UPDATE: In comments, I am chastised (not, thankfully, in the manner suggested by Emile Meyer's Lt. Kello in Sweet Smell of Success) by a concerned soul for not spelling the term under consideration properly. Honest, officer, I never could figure out how to work the accent grave on my Mac keyboard, try as I might. But this morning, before seven a.m., through dedicated research and application, I finally cracked it, and so, comme ça: mise-en-scène! And now, without hyphens: mise en scène! Unitalicized: mise en scène! And while I'm at it, Buñuel!
You want to know what mise-en-scene is? I've just learned that Raul Ruiz has passed away. He did some mise-en-scene for which I would gladly, without hesitation, trade all the extant (and forthcoming, if applicable) episodes of MAD MEN, LIGHTS OUT, and BREAKING BAD.
If that doesn't sit well with you, then I don't know what to tell you.

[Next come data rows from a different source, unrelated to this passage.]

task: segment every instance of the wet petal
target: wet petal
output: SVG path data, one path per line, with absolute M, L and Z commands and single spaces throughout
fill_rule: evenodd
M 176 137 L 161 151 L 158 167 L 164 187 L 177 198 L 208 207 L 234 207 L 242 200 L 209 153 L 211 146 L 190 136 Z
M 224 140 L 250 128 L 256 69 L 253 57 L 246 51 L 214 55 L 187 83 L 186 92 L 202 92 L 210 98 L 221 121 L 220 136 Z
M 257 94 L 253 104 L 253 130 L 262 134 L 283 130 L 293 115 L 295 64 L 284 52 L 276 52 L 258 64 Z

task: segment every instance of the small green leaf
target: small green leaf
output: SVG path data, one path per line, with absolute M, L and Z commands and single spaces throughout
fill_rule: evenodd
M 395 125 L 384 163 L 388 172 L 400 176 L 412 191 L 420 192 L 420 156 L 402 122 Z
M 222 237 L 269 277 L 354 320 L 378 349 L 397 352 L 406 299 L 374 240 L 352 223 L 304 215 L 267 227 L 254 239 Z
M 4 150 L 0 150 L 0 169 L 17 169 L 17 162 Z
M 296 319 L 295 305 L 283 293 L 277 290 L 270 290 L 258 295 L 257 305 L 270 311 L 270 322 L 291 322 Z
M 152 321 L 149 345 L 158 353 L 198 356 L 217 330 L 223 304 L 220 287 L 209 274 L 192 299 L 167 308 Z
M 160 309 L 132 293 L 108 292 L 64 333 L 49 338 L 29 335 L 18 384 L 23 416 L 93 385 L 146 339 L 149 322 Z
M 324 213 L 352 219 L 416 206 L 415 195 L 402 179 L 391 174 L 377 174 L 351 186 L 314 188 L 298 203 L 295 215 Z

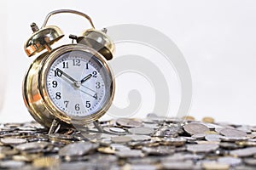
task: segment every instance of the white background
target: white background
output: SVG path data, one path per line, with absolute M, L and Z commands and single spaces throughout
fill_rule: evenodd
M 35 59 L 27 58 L 23 50 L 23 44 L 32 33 L 30 24 L 34 21 L 40 26 L 49 12 L 71 8 L 88 14 L 99 29 L 128 23 L 148 26 L 163 32 L 177 44 L 190 68 L 193 102 L 189 115 L 198 120 L 208 116 L 218 122 L 255 124 L 255 1 L 9 0 L 1 1 L 0 8 L 0 122 L 32 120 L 21 94 L 23 76 Z M 63 22 L 66 17 L 56 16 L 50 23 L 60 24 L 67 37 L 89 26 L 75 16 Z M 84 25 L 76 24 L 79 22 Z M 135 76 L 141 81 L 138 88 L 147 85 L 144 80 Z M 180 98 L 178 82 L 174 76 L 168 81 L 173 84 L 170 93 L 174 105 L 171 111 L 174 113 Z M 118 77 L 117 82 L 114 102 L 121 107 L 127 105 L 122 97 L 122 93 L 127 91 L 125 76 Z M 136 88 L 134 84 L 129 87 Z M 148 94 L 147 105 L 143 105 L 136 116 L 144 116 L 152 109 L 152 92 Z

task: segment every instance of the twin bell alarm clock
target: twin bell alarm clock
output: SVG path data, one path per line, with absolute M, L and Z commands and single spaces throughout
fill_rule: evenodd
M 91 28 L 81 35 L 70 35 L 71 43 L 53 48 L 64 33 L 47 22 L 52 15 L 63 13 L 84 17 Z M 33 34 L 24 49 L 28 57 L 37 58 L 23 82 L 23 99 L 30 114 L 49 128 L 49 133 L 60 127 L 96 122 L 110 107 L 114 95 L 114 78 L 108 65 L 114 44 L 107 30 L 96 30 L 88 15 L 69 9 L 53 11 L 41 28 L 35 23 L 31 27 Z

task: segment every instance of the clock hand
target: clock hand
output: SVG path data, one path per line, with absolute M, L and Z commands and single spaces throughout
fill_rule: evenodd
M 84 86 L 83 84 L 81 85 L 81 87 L 84 88 L 84 89 L 83 89 L 83 88 L 79 88 L 79 90 L 81 92 L 83 92 L 83 93 L 84 93 L 84 94 L 88 94 L 88 95 L 90 95 L 90 96 L 91 96 L 93 98 L 97 98 L 96 97 L 97 96 L 97 93 L 96 91 L 90 89 L 90 88 L 87 88 L 86 86 Z
M 91 92 L 94 92 L 94 93 L 96 94 L 96 92 L 94 91 L 93 89 L 91 89 L 91 88 L 88 88 L 88 87 L 86 87 L 86 86 L 84 86 L 84 85 L 83 85 L 83 84 L 81 84 L 81 86 L 84 87 L 84 88 L 87 88 L 87 89 L 89 89 L 89 90 L 90 90 Z
M 82 89 L 80 89 L 80 91 L 83 92 L 83 93 L 84 93 L 84 94 L 88 94 L 88 95 L 90 95 L 90 96 L 91 96 L 91 97 L 93 97 L 93 98 L 94 98 L 94 95 L 96 94 L 89 94 L 89 93 L 87 93 L 87 92 L 85 92 L 85 91 L 84 91 Z
M 63 71 L 61 71 L 59 68 L 56 68 L 57 71 L 61 72 L 61 74 L 63 74 L 67 78 L 68 78 L 69 80 L 71 80 L 73 82 L 77 82 L 78 81 L 76 81 L 75 79 L 73 79 L 73 77 L 71 77 L 68 74 L 67 74 L 66 72 L 64 72 Z
M 83 78 L 80 82 L 83 83 L 85 81 L 89 80 L 90 77 L 92 76 L 91 74 L 89 74 L 87 76 L 85 76 L 84 78 Z

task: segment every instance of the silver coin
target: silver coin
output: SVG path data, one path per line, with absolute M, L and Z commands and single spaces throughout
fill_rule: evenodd
M 31 143 L 20 144 L 15 147 L 20 150 L 27 150 L 44 149 L 49 144 L 49 143 L 42 141 L 42 142 L 31 142 Z
M 145 141 L 151 139 L 151 137 L 148 135 L 127 134 L 126 136 L 131 137 L 132 141 Z
M 127 158 L 127 157 L 143 157 L 144 154 L 141 150 L 131 150 L 129 151 L 117 151 L 115 155 L 119 157 Z
M 110 128 L 109 130 L 113 133 L 125 133 L 125 130 L 124 130 L 123 128 L 115 128 L 115 127 Z
M 164 169 L 190 170 L 194 167 L 192 161 L 161 162 Z
M 207 135 L 206 133 L 196 133 L 196 134 L 193 134 L 191 137 L 199 140 L 199 139 L 204 139 L 206 135 Z
M 18 138 L 4 138 L 1 139 L 1 143 L 4 144 L 24 144 L 26 142 L 26 139 L 18 139 Z
M 205 136 L 206 140 L 207 141 L 216 141 L 216 142 L 220 142 L 220 138 L 222 136 L 219 134 L 207 134 Z
M 247 157 L 256 154 L 256 147 L 233 150 L 230 152 L 231 156 L 238 157 Z
M 20 168 L 25 165 L 24 162 L 18 162 L 18 161 L 13 161 L 13 160 L 7 160 L 7 161 L 2 161 L 0 162 L 0 167 L 2 168 Z
M 59 150 L 61 156 L 83 156 L 95 149 L 94 144 L 90 142 L 78 142 L 67 144 Z
M 188 144 L 187 150 L 193 153 L 207 153 L 214 151 L 218 148 L 216 144 Z
M 131 140 L 132 139 L 130 136 L 114 136 L 111 138 L 111 141 L 114 143 L 127 143 Z
M 118 150 L 118 151 L 127 151 L 127 150 L 131 150 L 128 146 L 125 146 L 125 145 L 120 144 L 111 144 L 109 146 L 113 150 Z
M 145 135 L 150 135 L 154 133 L 154 128 L 146 128 L 146 127 L 137 127 L 129 128 L 128 132 L 132 134 L 145 134 Z
M 243 162 L 245 164 L 249 166 L 256 166 L 256 158 L 244 158 Z
M 183 128 L 186 133 L 192 135 L 197 133 L 204 133 L 205 132 L 210 130 L 207 126 L 197 122 L 188 123 L 184 125 Z
M 230 166 L 237 166 L 242 162 L 241 158 L 236 158 L 231 156 L 224 156 L 218 158 L 218 162 L 226 163 Z
M 135 128 L 142 126 L 142 122 L 127 118 L 119 118 L 116 120 L 116 123 L 125 128 Z
M 130 166 L 130 168 L 133 169 L 133 170 L 144 170 L 144 169 L 147 169 L 147 170 L 156 170 L 156 169 L 158 169 L 156 167 L 156 166 L 150 165 L 150 164 L 131 164 Z
M 235 128 L 224 128 L 219 132 L 220 134 L 226 137 L 246 137 L 247 133 Z
M 157 146 L 157 147 L 143 147 L 142 150 L 148 155 L 164 156 L 172 155 L 175 152 L 174 147 L 170 146 Z

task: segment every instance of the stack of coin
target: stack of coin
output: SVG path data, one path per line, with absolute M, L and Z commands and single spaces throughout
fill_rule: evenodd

Posted by: Jaime | August 19, 2011 at 09:13 AM
I'm surprised no one's trotted out Rivette's rather malicious definition: "Mise en scène is that which Joseph Mankiewicz's films lack."
Posted by: Tom | August 19, 2011 at 10:30 AM
Oddly, I remember learning that mis-en-scene specifically referred to everything that *wasn't* camera or actor movement---production design, lighting, costume, color.